Osmanlı Tarihi ve kültürel gelenekleri
Bazen Nerde “O” eski ramazanlar, nerede ‘O’ eski insanlar diyoruz. Öyle toplumsal olaylara şahit oluyoruz ki… Nerden nereye diyoruz. Eskiden komşumuzla kapıda karşılaşıp bir acı kahve içiyor dertleriyle dertleniyor, dertlerimizle dertlendiriyorduk. Şimdi kendi kardeşimize sıkıntımızı anlatamaz hale geldik. Üzerine para veriyoruz dertlerimizi dinlesinler ruhî boşluktan kurtulalım diye. Boşuna dememiş eskiler 1 fincan kahvenin kırk yıllık hatrı var diye…

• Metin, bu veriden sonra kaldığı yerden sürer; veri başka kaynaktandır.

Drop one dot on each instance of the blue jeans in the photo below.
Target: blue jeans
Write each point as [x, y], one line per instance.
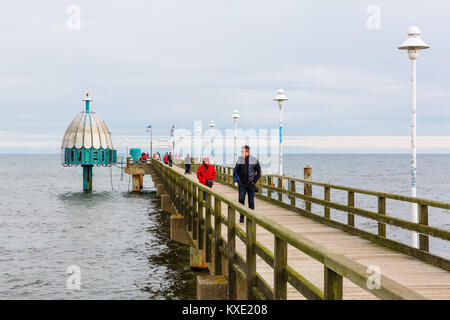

Öyle bir medeniyetin miras kaldığı toplumlarız ki aslında. Türküyle, Kürdüyle,
Ermenisiyle, Rumuyla birbirinden farklı milletleri tek çatı altında toplamayı başarmış bir milletin kırıntılarıyız. Aslında birlikte yaşamayı bizden iyi bilen yoktu çok değil 1-2 asır önce. İşte o birlikteliğin emareleri;
Osmanlı ‘da Veresiye Defteri
Osmanlı’da Ramazan günlerinde zenginler, hiç tanımadıkları mıntıkalardaki bakkal, manav vb. dükkânlarına girer, onlardan Zimem defterini yani veresiye defterini çıkarmalarını isterdi. Baştan, sondan ve ortadan rastgele sayfaların yekununu yaptırıp, “Silin borçlarını… Allah kabul etsin” der, çeker giderlerdi. Borcu ödenen, borcunu ödeyenin kim olduğunu; borcu sildiren, kimi borçtan kurtardığını bilmezdi.
Cerre Çıkmak
Cerre çıkmak, Ramazan geleneklerinden birisiydi. Osmanlı Devleti‘nde medreselerde yaz tatilleri ‘Üç Aylar‘da verilirdi. Bu tatillerde seçilmiş medrese talebeleri hem kendi bilgilerini pekiştirmek, hem de dinî konularda halkı aydınlatmak için İmparatorluğun farklı bölgelerine gönderilirlerdi. Bu gönderme olayına “cerre çıkmak” denirdi. Medrese öğrencileri için cerre çıkmayı bir noktada bugünkü üniversitelerin staj eğitimleri gibi de anlamak mümkündür. Cerr de kelime anlamı itibarı ile kendine çekmek, cezbetmek manasındadır.
Osmanlı Devleti’nde İftar
Osmanlı‘da Ramazan’da halk, eşine-dostuna iftar vermeyi büyük bir ibadet kabul eder, misafir ağırlamak için çırpınılırdı. Ramazan boyunca iftar vakitlerinde kapılar açık tutulurdu. Böylece yolda kalan ve ihtiyacı olan herkes istediği eve girer iftar sofrasına dâhil olurdu. Bunun için tanıdık olmaya gerek yoktu ve iftar için gelenin kim olduğu da asla sorulmazdı.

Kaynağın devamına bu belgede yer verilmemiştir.